If you have instructions for setting up a test, I could try it.
Ok, thanks for that, code and scripts are attached, see README.txt.
I now use plain netns (no lxc containers), which is easier to set up and has lower RTTs and higher throughputs, probably due to no bridge device.
Per Eric’s tip, the nfq no-op code is run with chrt -rr 99, which reduces RTTs somewhat and increases throughputs ~2-3x. No busy polling yet.

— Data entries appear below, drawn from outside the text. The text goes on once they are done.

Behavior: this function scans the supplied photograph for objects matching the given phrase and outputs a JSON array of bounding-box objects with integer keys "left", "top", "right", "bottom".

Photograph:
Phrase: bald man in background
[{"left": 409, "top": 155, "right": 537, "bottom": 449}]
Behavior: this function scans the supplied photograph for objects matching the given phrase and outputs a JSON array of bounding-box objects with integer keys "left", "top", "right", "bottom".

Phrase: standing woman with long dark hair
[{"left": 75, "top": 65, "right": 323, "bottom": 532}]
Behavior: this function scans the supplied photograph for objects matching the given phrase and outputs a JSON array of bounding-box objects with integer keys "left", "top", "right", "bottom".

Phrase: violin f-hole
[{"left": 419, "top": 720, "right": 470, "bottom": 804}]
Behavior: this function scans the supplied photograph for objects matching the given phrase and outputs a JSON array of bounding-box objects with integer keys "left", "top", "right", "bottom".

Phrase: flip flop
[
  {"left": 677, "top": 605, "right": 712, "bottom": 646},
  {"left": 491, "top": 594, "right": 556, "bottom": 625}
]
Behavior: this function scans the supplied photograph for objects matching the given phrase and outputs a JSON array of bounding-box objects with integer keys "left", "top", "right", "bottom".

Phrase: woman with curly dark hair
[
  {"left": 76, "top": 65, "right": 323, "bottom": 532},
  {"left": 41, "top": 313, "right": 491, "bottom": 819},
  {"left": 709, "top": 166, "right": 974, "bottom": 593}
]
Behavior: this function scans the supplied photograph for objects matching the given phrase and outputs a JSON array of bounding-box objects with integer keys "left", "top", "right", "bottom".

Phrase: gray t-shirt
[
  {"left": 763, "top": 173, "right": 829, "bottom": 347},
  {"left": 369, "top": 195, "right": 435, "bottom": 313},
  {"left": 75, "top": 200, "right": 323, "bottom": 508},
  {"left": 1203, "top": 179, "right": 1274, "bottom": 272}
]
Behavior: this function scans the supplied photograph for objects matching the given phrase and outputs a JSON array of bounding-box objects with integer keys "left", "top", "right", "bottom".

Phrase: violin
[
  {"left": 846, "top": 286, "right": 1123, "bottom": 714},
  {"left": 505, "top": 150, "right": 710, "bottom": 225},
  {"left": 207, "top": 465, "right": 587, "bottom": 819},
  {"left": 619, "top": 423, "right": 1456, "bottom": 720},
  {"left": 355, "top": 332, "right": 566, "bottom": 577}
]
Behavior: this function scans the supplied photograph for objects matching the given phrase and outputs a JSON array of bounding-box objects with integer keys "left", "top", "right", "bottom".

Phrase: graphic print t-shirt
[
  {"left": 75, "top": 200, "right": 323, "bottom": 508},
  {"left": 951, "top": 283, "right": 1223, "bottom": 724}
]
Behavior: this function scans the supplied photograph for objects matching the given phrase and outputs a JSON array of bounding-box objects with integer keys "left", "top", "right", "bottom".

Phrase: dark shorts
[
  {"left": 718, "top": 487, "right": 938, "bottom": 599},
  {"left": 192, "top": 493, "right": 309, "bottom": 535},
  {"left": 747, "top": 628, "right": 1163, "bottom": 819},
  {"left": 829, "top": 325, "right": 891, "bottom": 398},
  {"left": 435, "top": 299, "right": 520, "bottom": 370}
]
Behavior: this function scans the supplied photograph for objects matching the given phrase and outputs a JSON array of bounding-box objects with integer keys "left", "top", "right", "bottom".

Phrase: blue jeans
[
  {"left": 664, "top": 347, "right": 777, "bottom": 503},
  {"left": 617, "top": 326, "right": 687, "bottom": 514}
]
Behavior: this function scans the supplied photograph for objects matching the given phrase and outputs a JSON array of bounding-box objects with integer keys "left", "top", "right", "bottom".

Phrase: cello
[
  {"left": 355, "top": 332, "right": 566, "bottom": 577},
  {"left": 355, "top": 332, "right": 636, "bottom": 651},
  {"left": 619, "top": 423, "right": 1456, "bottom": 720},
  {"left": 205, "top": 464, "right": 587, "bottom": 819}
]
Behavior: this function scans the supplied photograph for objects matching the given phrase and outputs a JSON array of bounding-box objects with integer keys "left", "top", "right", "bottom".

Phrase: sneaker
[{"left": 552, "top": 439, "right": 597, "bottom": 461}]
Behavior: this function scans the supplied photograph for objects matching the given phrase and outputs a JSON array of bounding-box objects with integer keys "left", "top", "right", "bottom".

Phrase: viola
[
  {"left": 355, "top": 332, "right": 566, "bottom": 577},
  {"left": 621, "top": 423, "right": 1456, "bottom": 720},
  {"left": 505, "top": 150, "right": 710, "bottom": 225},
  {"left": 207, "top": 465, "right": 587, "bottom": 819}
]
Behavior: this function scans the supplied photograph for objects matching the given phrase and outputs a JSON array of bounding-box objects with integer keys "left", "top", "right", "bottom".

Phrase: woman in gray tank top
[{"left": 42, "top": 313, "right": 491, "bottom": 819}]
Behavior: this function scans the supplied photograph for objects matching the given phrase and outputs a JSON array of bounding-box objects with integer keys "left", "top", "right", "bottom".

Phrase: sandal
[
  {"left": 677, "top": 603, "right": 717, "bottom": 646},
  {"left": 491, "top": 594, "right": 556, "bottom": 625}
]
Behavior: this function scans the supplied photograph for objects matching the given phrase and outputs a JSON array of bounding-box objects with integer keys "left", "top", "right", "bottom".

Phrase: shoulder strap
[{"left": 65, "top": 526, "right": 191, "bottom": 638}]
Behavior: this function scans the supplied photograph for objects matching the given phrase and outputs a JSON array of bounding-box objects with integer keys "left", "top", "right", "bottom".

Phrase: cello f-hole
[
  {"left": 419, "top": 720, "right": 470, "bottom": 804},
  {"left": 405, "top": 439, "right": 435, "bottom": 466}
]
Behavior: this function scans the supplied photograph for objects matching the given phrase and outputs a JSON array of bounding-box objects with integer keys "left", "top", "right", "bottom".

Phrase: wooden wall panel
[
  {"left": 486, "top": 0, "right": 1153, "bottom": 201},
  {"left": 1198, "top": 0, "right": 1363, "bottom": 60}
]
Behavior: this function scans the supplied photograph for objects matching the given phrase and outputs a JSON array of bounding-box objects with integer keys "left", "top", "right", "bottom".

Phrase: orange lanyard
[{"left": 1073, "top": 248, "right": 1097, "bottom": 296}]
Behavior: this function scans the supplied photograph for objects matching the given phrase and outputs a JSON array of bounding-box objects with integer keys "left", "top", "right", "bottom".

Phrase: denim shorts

I also tried it on VMWare with a 2011 MBP, which looks radically better than the APU2 (for nfq, RTTs ~16% of APU2 and throughput 4x higher in the non-GSO case, 11x with GSO). Results attached, and to summarize:
ping mean (min-max) RTTs:
APU2, no nfq: 35 us (23-291)
APU2, nfq without GSO: 80 us (53-288)
APU2, nfq with GSO: 85 us (56-270)
2011 MBP, no nfq: 4 us (4-529) [11% of APU2]
2011 MBP, nfq without GSO: 13 us (11-197) [16% of APU2]
2011 MBP, nfq with GSO: 14 us (11-1568) [16% of APU2]
iperf3 throughputs (Gbps):
APU2, no nfq: 5.01 Gbps
APU2, nfq without GSO: 391 Mbps
APU2, nfq with GSO: 3.35 Gbps
2011 MBP, no nfq: 39.8 Gbps [7.9x APU2]
2011 MBP, nfq without GSO: 1.48 Gbps [3.8x APU2]
2011 MBP, nfq with GSO: 38.0 Gbps [11.3x APU2]
Results from a decent physical box instead of a VM may be interesting to see.